Saturday, August 8, 2009

Wm. Hart Laws' involvement with transcontinental railroad

A.J. Russell view at Promontory Summit, Utah. May 10, 1869.
Photo belongs to National Park Service

The following is an excerpt from A Story of William Hart and Jennie Ann Johnson Laws by Donna Laws Hemingway, a granddaughter. Clink on “Donna Laws Hemingway” in the labels links to read more about Donna and this now out-of-print book.

Upon arriving in Salt Lake City, Benjamin took his family to Centerville, Davis County, Utah to live. William Hart and possibly his father Benjamin went to work on the Railroad. The transcontinental railroad was working hard to get the railroad across the United States connecting the east and west coast by rail. This would greatly help the Saints coming to Utah. They would no longer have to come by ox team.

William Hart Laws liked to tell about being at Promontory Point when the two trains met and the last spike was driven in the rail to connect the east and the west together with an iron rail.

This did not end the making of railroad connections. This was the main line across the United States but Salt Lake was still not connected. The Transcontinental only came to Ogden. There was still work to do to get the trains to Salt Lake so that the Saints could come all the way to Salt Lake. There was much being produced in Salt Lake and other communities that could be shipped to the east and west coasts to help build up the State. In like manner much was needed from the outside to help with the building and settling the new communities.

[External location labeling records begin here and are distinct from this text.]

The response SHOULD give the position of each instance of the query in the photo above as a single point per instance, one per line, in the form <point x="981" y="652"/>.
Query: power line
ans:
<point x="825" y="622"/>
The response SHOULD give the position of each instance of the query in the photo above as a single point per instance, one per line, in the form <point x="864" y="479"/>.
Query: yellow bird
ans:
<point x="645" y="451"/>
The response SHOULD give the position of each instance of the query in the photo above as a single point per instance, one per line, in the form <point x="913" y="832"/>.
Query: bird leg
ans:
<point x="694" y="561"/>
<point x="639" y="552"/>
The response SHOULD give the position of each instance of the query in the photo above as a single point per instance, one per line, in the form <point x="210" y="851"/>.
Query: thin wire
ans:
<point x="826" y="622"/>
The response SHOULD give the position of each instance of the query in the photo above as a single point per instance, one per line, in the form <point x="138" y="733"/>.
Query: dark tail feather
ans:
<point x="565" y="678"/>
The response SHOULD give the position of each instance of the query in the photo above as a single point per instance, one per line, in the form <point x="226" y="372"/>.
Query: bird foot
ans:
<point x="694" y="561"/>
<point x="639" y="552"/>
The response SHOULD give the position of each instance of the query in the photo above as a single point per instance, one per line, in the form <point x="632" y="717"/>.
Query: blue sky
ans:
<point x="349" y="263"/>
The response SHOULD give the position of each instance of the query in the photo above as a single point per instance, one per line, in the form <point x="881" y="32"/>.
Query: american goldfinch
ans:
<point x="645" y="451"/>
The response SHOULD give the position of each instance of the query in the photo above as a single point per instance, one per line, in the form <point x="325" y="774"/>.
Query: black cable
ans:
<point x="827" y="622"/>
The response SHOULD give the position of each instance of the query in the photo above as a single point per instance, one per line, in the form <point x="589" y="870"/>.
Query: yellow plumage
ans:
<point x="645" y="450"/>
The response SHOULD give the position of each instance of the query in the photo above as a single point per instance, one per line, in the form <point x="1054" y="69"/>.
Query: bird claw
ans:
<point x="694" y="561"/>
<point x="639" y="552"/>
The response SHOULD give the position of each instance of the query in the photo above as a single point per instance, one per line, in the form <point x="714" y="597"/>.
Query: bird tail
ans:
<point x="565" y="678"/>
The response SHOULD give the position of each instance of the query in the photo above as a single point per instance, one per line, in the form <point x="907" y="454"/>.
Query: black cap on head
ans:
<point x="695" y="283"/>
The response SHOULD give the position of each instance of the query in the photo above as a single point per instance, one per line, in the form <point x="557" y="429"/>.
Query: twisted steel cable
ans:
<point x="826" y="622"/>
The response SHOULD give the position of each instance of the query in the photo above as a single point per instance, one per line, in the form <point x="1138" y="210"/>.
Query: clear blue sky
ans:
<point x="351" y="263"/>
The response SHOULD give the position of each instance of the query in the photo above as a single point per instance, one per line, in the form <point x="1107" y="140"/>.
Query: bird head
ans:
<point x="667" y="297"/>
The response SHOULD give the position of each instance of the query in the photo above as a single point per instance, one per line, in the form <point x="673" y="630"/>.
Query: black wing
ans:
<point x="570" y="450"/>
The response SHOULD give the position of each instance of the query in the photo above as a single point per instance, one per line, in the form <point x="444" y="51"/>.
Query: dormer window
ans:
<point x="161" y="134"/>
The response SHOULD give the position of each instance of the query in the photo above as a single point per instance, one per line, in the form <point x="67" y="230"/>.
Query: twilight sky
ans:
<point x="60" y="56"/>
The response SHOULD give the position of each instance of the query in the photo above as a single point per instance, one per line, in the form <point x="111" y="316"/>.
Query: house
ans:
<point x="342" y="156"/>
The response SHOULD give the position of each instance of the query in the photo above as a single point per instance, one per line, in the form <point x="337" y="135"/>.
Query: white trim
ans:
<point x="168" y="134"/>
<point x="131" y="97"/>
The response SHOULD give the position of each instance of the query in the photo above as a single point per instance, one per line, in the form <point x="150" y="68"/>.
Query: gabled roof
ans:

William H. must have stayed in this business of helping build the railway for some time, at least until 1870 when the tracks were laid all the way to Salt Lake City. We have a copy of an invitation he received to attend the Utah Central Railway Jubilee, and his reply with regrets that he did not get the invitation in time to make the trip. With regards to the celebration that took place at the Jubilee the headlines read:


Saturday January 10, 1920


There is an interesting description of those attending this big celebration. All who had worked on the Utah Central rail getting the train from Ogden to Salt Lake were invited to attend the day, a banquet for some 300 people. After the banquet, there was a meeting held in the tabernacle with President Heber J. Grant and others who spoke. Then a lovely evening of music was presented.


This afternoon at 2 o'clock carne whistles, auto horns resounding shrilly throughout the city heralded the exact minute 50 years ago when President Brigham Young drove the last spike into the Utah Central railroad at Salt Lake. Many local citizens joined heartily in the thrill of the five-minute siren blasted remembering the days when they had done their bit to bring the steel rails to this valley. Edward H. Anderson, editor of the Era, joined the ranks of veterans telling of the time when 11 years of age he carried water for six weeks for the men laying the steel road. "The sage brush near the springs at Hooper was just about as tall as I was,” he declared. "Where now are all the garden farms of Weber, and Davis County was but open prairie stretching uninterrupted to the lake. There were the Sand dunes and the wild flowers and the little groups of men laying rails, placing ties and driving in the spikes which fastened the steel rails together."

The very last spike driven into the road made from iron mined at iron county, Utah, by James Lawson, has been for some time in the L. D. S. Church museum. The chair used by President Young in the private car in which he traveled over the Utah Central has been given to the Daughters of the Pioneers!!

William’s reply to his invitation shows the regrets he had at not being there with the others whom he had worked with 50 years ago.

Engines from the two companies, the Union Pacific (right) and the central Pacific (left), met at Promontory Summit, Utah, on 10 May 1869 to commemorate the completion of the transcontinental railroad with the driving of the golden spike.